The Islam Trilogy is my contribution to history which actually began three months after September 11, 2001, when I started filming, A Jihad for Love, the worlds first film on Islam and homosexuality. In 2011, just months after I reported the Arab Spring extensively and bin Laden’s death I decided to go on Hajj. This would be my Hajj of defiance—and if found out I faced certain beheading. But as a filmmaker I knew this would be the greatest journey of my life and there was no way I would not film it. It was historic, you are not permitted to film in Mecca according to Wahhabi theology (even though short youtube videos proliferate) but I did. Many shut their doors on me. Many foundations who had embraced Jihad were too afraid of this. In any case a three year struggle ensued and we had another world first— A Sinner in Mecca, a film in Mecca and Medina shot entirely on an iPhone. Then I began writing the book that would say everything the film was not able to. That became A Sinner in Mecca: A Gay Muslim’s Hajj of Defiance. Thus the trilogy which represents almost two decades of hard earned work ends as I had always planned it.

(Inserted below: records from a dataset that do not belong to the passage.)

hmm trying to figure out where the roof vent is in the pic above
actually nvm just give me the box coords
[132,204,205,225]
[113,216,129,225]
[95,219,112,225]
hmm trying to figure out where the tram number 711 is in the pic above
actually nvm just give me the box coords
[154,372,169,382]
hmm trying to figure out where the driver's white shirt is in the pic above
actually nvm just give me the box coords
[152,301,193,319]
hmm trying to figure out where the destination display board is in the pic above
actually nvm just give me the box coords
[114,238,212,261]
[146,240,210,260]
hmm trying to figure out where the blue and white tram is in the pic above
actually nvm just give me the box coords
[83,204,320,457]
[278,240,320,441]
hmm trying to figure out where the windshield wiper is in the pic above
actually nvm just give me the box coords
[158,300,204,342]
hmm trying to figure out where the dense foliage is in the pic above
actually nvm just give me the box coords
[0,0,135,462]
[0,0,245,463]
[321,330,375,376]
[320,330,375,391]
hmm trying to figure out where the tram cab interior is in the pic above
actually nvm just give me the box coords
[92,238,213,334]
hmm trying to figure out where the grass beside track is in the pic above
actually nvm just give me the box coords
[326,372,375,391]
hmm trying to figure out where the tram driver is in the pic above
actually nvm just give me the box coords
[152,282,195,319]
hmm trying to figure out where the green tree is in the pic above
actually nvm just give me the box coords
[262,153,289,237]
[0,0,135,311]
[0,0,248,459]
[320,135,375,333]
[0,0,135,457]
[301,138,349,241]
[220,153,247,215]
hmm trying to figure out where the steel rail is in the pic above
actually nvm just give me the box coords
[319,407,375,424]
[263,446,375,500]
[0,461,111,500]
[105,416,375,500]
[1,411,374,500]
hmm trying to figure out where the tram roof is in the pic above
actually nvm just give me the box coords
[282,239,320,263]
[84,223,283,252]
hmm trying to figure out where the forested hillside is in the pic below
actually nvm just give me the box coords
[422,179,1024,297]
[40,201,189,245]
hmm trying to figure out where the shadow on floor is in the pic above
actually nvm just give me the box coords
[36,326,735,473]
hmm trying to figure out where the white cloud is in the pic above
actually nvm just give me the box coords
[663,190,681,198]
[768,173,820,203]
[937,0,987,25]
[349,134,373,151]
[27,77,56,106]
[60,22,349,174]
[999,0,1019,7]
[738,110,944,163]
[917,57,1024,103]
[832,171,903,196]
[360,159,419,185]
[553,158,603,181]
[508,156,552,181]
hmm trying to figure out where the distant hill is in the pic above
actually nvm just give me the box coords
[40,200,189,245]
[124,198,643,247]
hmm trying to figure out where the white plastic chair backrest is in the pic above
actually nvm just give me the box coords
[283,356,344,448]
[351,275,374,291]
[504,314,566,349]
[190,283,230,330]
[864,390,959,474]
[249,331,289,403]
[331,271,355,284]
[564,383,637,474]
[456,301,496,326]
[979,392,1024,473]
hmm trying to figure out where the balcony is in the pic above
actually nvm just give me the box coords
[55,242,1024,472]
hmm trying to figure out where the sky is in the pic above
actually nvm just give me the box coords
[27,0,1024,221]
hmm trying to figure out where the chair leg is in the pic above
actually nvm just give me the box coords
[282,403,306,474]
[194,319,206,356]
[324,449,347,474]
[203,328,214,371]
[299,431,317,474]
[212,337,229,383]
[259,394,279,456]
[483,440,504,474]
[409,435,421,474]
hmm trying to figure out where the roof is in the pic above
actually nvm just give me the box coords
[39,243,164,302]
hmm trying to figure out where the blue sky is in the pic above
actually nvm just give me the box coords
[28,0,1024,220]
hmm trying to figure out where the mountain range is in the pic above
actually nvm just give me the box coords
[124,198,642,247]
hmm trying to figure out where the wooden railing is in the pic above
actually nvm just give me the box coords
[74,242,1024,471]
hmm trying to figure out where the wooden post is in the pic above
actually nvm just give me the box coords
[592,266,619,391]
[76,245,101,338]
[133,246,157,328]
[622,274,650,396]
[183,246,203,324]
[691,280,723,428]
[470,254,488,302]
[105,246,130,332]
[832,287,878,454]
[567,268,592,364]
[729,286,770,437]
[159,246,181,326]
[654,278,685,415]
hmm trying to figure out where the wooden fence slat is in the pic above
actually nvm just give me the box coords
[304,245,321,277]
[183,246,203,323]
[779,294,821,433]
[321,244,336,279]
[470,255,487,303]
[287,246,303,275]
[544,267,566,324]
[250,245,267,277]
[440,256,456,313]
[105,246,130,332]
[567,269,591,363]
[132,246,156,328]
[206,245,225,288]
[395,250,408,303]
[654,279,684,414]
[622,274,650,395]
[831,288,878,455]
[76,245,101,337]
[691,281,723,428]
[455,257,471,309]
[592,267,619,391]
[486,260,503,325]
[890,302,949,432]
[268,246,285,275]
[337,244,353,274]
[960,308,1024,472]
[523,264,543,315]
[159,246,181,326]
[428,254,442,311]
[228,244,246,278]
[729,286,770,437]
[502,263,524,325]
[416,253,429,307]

What does the book do that’s different from your films?
If you think contemporary Islam has a few problems, the book has some real solutions—built from years of getting my hands dirty in the trenches of my faith, with the shadow of hate in the form of fatwas or death threats constantly hanging over my head. From Obama to Osama, from Trump to ISIS to the evils of the Saudi monarchy and the (Wahhabi) havoc they have caused in all Islam—this book connects dots. In the book I meet everyone from extremists to explorers of the spiritual kind and the world they open up is frightening, yet breathtaking.
You’ve received tremendous acclaim. “Written by a man with a deep knowledge of Islamic history with courage & fierce emotion” is what The Guardian says about your book. But we’re sure there has also been controversy…
Of course there has been…fatwas, hate mail and death threats have haunted me but I no longer let them bother me. There is hate mail almost every day. At last count, since the book went up on Amazon there have been 343 death threats, hate mail, whatever you want to call it.